Recipe by blucoat
Barbara Treves' Forever Favourite Apple Pie took top honors at the 1st Annual KCRW Good Food Pie Contest, winning first place in the Fruit & Nut category as well as being named "Best in Show". Start this recipe ahead of time to allow for soaking, resting, and cooling times.
Top Review by kimberleydsaba
I come from a long line of homemade apple pie lovers. I have tried many recipes and this was one of the best. The crust was delicious. I substituted pastry flour portion for 1/2 cake flour and 1/2 all purpose flour. It worked perfectly. I used some craisins instead of sour cherries, maybe 1/2 cup, not soaked, I also used liquid vanilla instead of powdered and no vanilla bean. I used Fuji apples and they were juicy and delicious. I did drain some liquid off of the top after they cooked in the oven. I had a large 9" pan and the crust could have been more in quantity to get a good edge. Everyone loved the pie. I served with whipped cream and vanilla ice cream. I will be keeping this recipe.
- 1 1⁄2 cups whole wheat pastry flour
- 1 cup unbleached organic all-purpose flour
- 2 teaspoons salt
- 1 tablespoon vanilla powder
- 1 vanilla bean, split, seeds scraped
- 3 tablespoons sugar
- 1 1⁄4 cups sweet butter, unsalted
- 1 tablespoon white vinegar, chilled
- 6 -8 tablespoons ice water
- 4 tablespoons sweet butter
- 12 apples, peeled, cored and sliced (mixture of Granny Smith, Fuji or other tart, crisp apples the best)
- 1 vanilla bean, split seeds scraped
- 1 1⁄2 teaspoons ground cinnamon
- 1⁄4 teaspoon ground nutmeg
- 1⁄4 teaspoon ground cloves
- 1 cup sugar
- 4 tablespoons unbleached all-purpose flour
- 1 teaspoon salt
- 2 teaspoons vanilla extract
- 1⁄4 cup apple cider vinegar
- 1⁄2 cup sour dried cherries, soaked in 1/4 cup Calvados for at least 2 hours
- 1 egg
- 1 tablespoon cream
- turbinado sugar or coarse raw sugar
Directions See How It's Made
- For the crust: Measure out all dry ingredients, combine and place in freezer, keep butter & liquid ingredients in refrigerator for at least one hour prior to preparation.
- When ready, add dry ingredients to food processor and pulse to mix thoroughly. Add butter cubes and pulse until mixture resembles pea-sized meal. Add vinegar, pulse to mix then add ice water, 1 T at a time, until dough begins to stick together and when pinched by hand, holds together. Remove from processor and transfer to work surface.
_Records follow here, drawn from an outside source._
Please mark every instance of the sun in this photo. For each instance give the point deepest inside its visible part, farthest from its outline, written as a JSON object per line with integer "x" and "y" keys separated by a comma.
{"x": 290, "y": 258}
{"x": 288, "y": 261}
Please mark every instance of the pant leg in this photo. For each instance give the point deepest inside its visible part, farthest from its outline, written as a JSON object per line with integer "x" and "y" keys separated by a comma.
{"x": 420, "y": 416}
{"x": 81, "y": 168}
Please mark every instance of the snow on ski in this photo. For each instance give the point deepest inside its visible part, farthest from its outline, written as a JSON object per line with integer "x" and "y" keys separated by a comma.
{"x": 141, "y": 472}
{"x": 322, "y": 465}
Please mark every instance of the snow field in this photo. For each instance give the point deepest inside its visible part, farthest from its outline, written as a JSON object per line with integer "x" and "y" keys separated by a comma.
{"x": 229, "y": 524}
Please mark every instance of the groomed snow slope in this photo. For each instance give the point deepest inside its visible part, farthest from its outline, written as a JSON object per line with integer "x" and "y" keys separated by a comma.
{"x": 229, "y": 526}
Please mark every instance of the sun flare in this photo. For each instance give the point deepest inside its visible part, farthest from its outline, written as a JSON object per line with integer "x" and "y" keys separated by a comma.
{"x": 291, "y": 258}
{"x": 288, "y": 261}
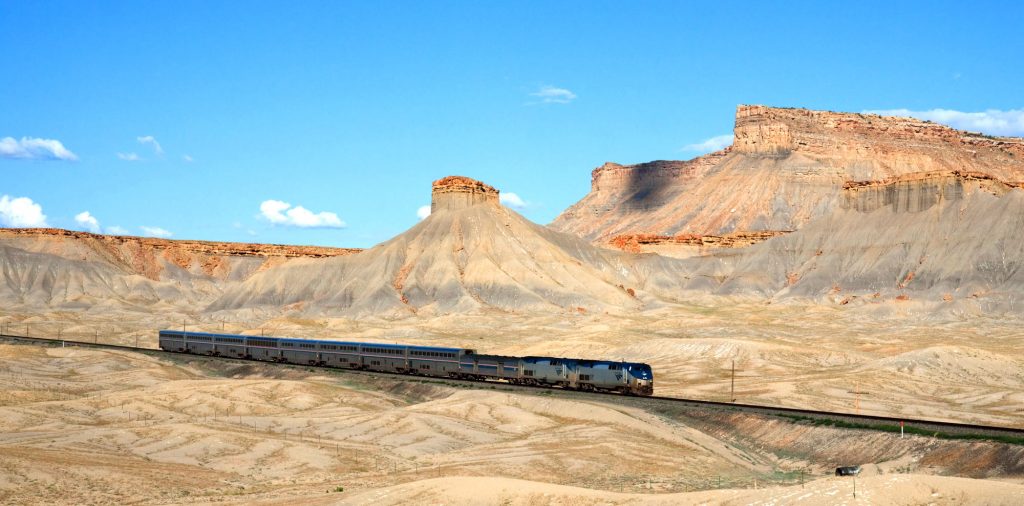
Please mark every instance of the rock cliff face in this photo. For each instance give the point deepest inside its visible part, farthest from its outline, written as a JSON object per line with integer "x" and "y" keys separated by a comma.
{"x": 64, "y": 269}
{"x": 688, "y": 245}
{"x": 459, "y": 192}
{"x": 470, "y": 254}
{"x": 786, "y": 167}
{"x": 938, "y": 238}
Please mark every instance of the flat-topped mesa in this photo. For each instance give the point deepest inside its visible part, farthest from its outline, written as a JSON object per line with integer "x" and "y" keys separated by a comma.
{"x": 454, "y": 193}
{"x": 189, "y": 246}
{"x": 765, "y": 130}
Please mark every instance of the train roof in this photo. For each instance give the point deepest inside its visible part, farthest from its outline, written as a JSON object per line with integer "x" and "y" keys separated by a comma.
{"x": 318, "y": 341}
{"x": 592, "y": 361}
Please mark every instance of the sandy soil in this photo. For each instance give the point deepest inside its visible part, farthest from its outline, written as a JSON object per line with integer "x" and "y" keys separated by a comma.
{"x": 879, "y": 359}
{"x": 88, "y": 426}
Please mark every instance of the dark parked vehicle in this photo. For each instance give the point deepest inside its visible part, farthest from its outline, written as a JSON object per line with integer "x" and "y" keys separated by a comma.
{"x": 847, "y": 470}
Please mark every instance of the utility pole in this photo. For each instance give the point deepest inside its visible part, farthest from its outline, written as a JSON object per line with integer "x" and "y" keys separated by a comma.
{"x": 732, "y": 395}
{"x": 856, "y": 403}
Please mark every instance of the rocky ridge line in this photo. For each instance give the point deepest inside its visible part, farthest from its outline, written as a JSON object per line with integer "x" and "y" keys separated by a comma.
{"x": 190, "y": 246}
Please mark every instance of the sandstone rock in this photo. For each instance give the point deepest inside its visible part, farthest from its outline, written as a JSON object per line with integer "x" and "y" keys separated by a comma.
{"x": 455, "y": 193}
{"x": 786, "y": 167}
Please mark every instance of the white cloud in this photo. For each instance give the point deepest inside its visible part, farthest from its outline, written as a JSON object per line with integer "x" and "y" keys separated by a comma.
{"x": 155, "y": 232}
{"x": 511, "y": 200}
{"x": 88, "y": 221}
{"x": 713, "y": 144}
{"x": 551, "y": 94}
{"x": 992, "y": 121}
{"x": 20, "y": 212}
{"x": 35, "y": 149}
{"x": 150, "y": 139}
{"x": 283, "y": 213}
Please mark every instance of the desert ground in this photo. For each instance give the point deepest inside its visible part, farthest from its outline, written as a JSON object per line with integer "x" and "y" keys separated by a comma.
{"x": 882, "y": 359}
{"x": 98, "y": 426}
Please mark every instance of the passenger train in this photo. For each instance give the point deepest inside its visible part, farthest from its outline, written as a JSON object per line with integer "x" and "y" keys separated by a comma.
{"x": 623, "y": 377}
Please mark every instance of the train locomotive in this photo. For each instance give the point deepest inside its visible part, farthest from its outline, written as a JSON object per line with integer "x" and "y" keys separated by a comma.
{"x": 622, "y": 377}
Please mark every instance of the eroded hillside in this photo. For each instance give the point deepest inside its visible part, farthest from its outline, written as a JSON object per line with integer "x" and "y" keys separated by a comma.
{"x": 785, "y": 168}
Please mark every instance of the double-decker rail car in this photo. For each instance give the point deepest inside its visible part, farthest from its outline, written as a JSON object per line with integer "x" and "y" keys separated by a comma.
{"x": 580, "y": 374}
{"x": 483, "y": 367}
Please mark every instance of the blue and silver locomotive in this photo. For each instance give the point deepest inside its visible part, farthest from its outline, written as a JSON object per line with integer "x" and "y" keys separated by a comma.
{"x": 623, "y": 377}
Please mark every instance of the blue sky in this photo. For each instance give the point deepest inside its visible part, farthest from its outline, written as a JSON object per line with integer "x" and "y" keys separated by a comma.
{"x": 217, "y": 120}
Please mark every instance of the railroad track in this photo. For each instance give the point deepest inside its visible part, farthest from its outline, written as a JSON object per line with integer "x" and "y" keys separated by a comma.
{"x": 935, "y": 428}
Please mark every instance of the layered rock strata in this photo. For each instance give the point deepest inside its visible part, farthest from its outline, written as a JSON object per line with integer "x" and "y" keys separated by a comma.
{"x": 460, "y": 192}
{"x": 688, "y": 245}
{"x": 786, "y": 167}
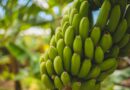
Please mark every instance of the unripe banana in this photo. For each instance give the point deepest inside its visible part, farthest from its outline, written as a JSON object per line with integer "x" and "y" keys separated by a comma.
{"x": 75, "y": 64}
{"x": 84, "y": 9}
{"x": 43, "y": 68}
{"x": 47, "y": 82}
{"x": 65, "y": 78}
{"x": 95, "y": 35}
{"x": 72, "y": 13}
{"x": 60, "y": 47}
{"x": 85, "y": 68}
{"x": 107, "y": 64}
{"x": 95, "y": 71}
{"x": 58, "y": 83}
{"x": 49, "y": 67}
{"x": 52, "y": 42}
{"x": 65, "y": 26}
{"x": 88, "y": 85}
{"x": 114, "y": 18}
{"x": 127, "y": 16}
{"x": 67, "y": 55}
{"x": 58, "y": 65}
{"x": 69, "y": 36}
{"x": 103, "y": 14}
{"x": 99, "y": 55}
{"x": 77, "y": 45}
{"x": 52, "y": 52}
{"x": 84, "y": 28}
{"x": 65, "y": 19}
{"x": 124, "y": 40}
{"x": 76, "y": 86}
{"x": 106, "y": 42}
{"x": 58, "y": 34}
{"x": 75, "y": 23}
{"x": 89, "y": 48}
{"x": 120, "y": 31}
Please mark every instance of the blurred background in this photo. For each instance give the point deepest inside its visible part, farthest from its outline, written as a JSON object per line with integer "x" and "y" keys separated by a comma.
{"x": 26, "y": 27}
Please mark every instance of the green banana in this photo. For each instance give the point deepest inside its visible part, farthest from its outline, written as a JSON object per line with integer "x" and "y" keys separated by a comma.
{"x": 84, "y": 9}
{"x": 60, "y": 47}
{"x": 125, "y": 39}
{"x": 114, "y": 18}
{"x": 88, "y": 85}
{"x": 52, "y": 42}
{"x": 76, "y": 86}
{"x": 106, "y": 42}
{"x": 107, "y": 64}
{"x": 127, "y": 16}
{"x": 77, "y": 45}
{"x": 52, "y": 52}
{"x": 72, "y": 13}
{"x": 49, "y": 67}
{"x": 103, "y": 14}
{"x": 58, "y": 83}
{"x": 75, "y": 23}
{"x": 65, "y": 78}
{"x": 75, "y": 64}
{"x": 89, "y": 48}
{"x": 95, "y": 35}
{"x": 119, "y": 33}
{"x": 65, "y": 26}
{"x": 67, "y": 54}
{"x": 47, "y": 82}
{"x": 58, "y": 65}
{"x": 65, "y": 19}
{"x": 84, "y": 28}
{"x": 69, "y": 36}
{"x": 58, "y": 34}
{"x": 95, "y": 71}
{"x": 43, "y": 68}
{"x": 85, "y": 68}
{"x": 99, "y": 55}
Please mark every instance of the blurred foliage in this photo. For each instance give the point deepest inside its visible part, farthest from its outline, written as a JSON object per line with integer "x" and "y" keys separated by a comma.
{"x": 20, "y": 48}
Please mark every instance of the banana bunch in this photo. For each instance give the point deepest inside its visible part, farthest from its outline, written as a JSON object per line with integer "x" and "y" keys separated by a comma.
{"x": 82, "y": 54}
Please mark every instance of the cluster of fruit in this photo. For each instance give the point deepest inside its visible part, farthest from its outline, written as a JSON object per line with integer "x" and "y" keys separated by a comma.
{"x": 82, "y": 54}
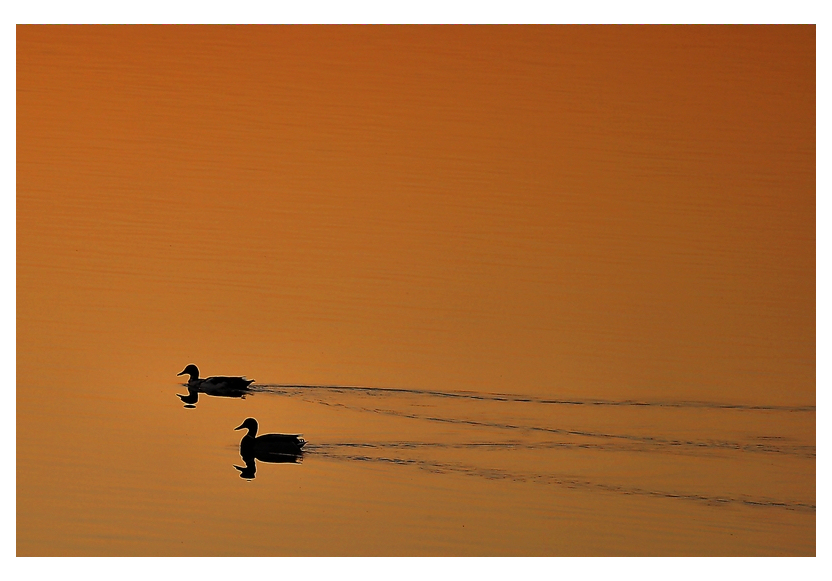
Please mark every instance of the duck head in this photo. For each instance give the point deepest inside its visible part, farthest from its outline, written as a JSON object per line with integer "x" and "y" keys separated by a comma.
{"x": 191, "y": 370}
{"x": 251, "y": 425}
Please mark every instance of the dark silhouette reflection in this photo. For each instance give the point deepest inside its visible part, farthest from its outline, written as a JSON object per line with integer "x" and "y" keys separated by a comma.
{"x": 219, "y": 386}
{"x": 272, "y": 448}
{"x": 192, "y": 398}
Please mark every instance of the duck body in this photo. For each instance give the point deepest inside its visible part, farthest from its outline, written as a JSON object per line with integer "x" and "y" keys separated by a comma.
{"x": 262, "y": 447}
{"x": 214, "y": 384}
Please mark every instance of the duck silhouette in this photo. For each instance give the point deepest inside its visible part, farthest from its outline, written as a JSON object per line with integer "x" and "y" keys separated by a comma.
{"x": 267, "y": 445}
{"x": 214, "y": 384}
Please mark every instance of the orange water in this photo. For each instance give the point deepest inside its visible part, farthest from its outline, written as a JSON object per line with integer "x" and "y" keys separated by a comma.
{"x": 613, "y": 227}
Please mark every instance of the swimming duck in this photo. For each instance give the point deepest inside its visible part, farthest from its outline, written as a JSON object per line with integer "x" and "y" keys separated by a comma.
{"x": 267, "y": 444}
{"x": 218, "y": 383}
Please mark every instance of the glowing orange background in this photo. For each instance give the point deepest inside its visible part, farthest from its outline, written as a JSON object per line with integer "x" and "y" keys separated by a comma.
{"x": 613, "y": 212}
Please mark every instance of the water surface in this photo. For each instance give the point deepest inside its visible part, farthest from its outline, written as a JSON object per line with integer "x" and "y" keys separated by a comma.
{"x": 524, "y": 290}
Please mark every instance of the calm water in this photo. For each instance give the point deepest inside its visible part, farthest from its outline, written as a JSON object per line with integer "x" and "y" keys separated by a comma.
{"x": 523, "y": 290}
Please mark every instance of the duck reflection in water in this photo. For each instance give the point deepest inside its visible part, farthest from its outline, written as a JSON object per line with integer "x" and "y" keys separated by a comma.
{"x": 273, "y": 448}
{"x": 219, "y": 386}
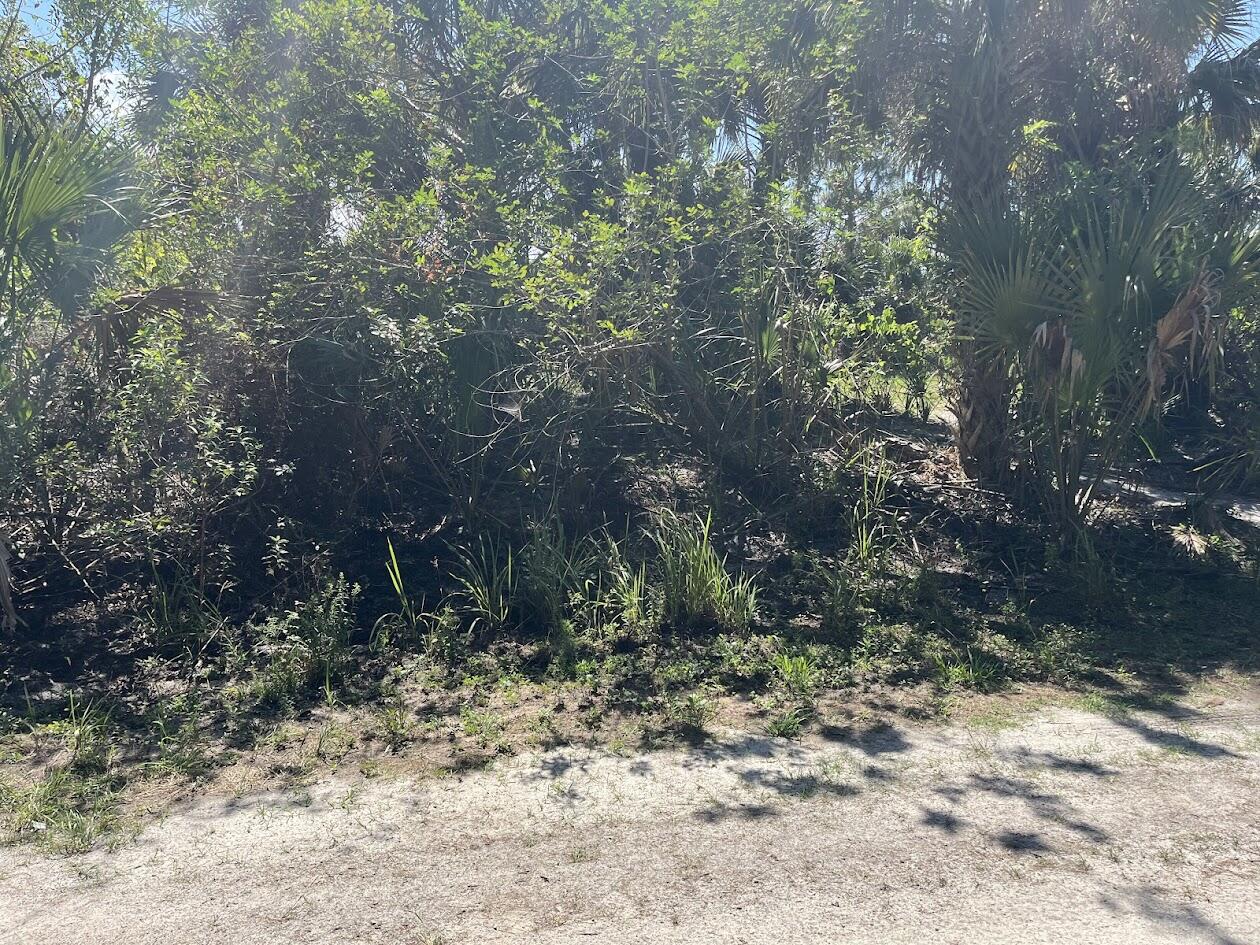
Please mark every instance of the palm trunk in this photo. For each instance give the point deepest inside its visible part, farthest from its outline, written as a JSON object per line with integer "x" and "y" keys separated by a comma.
{"x": 9, "y": 621}
{"x": 983, "y": 418}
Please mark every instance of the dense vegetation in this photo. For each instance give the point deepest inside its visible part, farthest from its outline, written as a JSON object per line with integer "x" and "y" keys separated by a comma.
{"x": 402, "y": 354}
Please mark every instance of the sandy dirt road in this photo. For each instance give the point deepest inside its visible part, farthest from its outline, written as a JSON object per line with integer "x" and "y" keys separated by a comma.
{"x": 1069, "y": 827}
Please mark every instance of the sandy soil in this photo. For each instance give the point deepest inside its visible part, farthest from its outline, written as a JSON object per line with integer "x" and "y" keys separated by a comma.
{"x": 1067, "y": 827}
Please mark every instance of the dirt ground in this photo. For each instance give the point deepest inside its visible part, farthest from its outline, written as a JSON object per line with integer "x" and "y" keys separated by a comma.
{"x": 1053, "y": 825}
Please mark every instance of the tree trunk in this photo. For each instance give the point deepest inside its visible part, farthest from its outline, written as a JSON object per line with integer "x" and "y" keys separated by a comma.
{"x": 9, "y": 619}
{"x": 982, "y": 405}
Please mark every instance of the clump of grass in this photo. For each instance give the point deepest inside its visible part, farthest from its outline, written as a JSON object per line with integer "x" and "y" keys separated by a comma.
{"x": 407, "y": 620}
{"x": 488, "y": 585}
{"x": 798, "y": 675}
{"x": 968, "y": 669}
{"x": 396, "y": 726}
{"x": 305, "y": 645}
{"x": 689, "y": 713}
{"x": 73, "y": 803}
{"x": 793, "y": 701}
{"x": 788, "y": 722}
{"x": 872, "y": 528}
{"x": 694, "y": 581}
{"x": 483, "y": 726}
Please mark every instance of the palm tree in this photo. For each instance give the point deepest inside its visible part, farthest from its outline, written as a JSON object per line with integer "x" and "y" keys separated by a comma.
{"x": 54, "y": 188}
{"x": 1094, "y": 301}
{"x": 972, "y": 86}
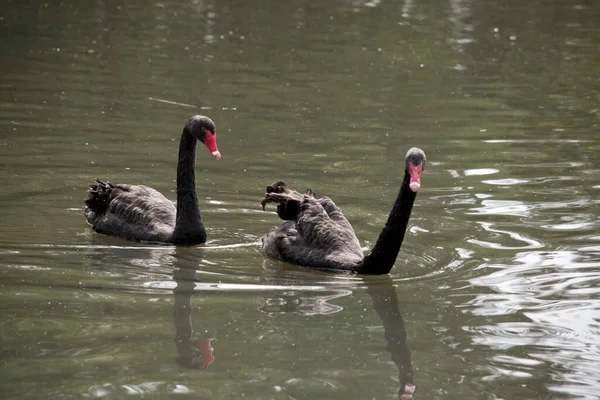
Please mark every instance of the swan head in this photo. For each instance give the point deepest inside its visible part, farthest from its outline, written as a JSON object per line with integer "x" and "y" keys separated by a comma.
{"x": 203, "y": 129}
{"x": 415, "y": 165}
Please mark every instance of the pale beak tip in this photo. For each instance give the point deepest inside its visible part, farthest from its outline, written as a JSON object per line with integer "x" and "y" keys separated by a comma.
{"x": 415, "y": 186}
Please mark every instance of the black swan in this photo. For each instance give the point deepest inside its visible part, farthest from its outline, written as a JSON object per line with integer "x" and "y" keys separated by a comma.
{"x": 316, "y": 234}
{"x": 137, "y": 212}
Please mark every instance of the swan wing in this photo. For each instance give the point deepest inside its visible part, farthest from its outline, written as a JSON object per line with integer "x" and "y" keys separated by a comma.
{"x": 134, "y": 212}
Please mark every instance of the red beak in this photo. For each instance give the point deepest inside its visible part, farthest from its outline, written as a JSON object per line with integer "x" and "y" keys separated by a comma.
{"x": 415, "y": 176}
{"x": 211, "y": 143}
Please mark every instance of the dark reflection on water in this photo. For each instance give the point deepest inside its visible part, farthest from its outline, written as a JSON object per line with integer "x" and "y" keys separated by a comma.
{"x": 197, "y": 351}
{"x": 498, "y": 275}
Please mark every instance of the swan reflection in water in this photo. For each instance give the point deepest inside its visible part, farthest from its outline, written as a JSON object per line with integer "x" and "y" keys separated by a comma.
{"x": 309, "y": 300}
{"x": 189, "y": 353}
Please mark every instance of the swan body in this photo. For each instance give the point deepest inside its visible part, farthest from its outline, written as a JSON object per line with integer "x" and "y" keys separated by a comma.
{"x": 140, "y": 213}
{"x": 316, "y": 234}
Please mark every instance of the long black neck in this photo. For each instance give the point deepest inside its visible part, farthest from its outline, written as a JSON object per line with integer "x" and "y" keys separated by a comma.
{"x": 383, "y": 256}
{"x": 188, "y": 226}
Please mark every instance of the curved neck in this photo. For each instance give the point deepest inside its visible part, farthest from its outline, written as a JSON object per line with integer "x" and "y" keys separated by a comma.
{"x": 383, "y": 256}
{"x": 188, "y": 226}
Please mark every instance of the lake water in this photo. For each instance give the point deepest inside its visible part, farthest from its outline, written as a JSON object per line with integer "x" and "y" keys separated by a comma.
{"x": 495, "y": 294}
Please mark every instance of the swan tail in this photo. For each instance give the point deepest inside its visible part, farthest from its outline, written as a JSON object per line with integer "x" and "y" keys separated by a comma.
{"x": 98, "y": 199}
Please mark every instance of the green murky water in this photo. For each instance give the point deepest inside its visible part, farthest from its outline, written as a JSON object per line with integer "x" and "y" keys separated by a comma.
{"x": 495, "y": 294}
Divide the dough into two equal parts and gently form into balls, and wrap in waxed paper and refrigerate for at least one hour.
- For the filling: Mix all dry ingredients, including vanilla bean seeds together. Add 2 T of this dry mixture to roasting pan, along with peeled and sliced apples. Place under broiler and broil until apples are slightly browned but not cooked through. Once nicely browned, remove and add rest of the ingredients, except butter.
- Adding Filling to Pie Dough: Chill pie plate while you roll out 1 of the dough discs on a lightly floured surface until you get a disc that measure slightly larger than your pie plate and about 1/8 “– ¼” thick. Pull out pie plate and gently place rolled out dough in plate.
- Add broiled apples mixture, then dot with 4 T butter. Roll out 2nd disc into a circle about 1/8” – ¼” thick and place on top of apples. Pinch top and bottom dough edges together and form a decorative edge.
- For the topping: beat the egg and cream together in a small dish then brush top and edges of pie with mixture, sprinkle with sugar.
- Bake at 400 F for 45 minutes Cover edges of pie with aluminum foil if starting to brown too quickly. Turn pie in oven and cook an additional 15 minutes or until done. Cool for at least two hours prior to serving.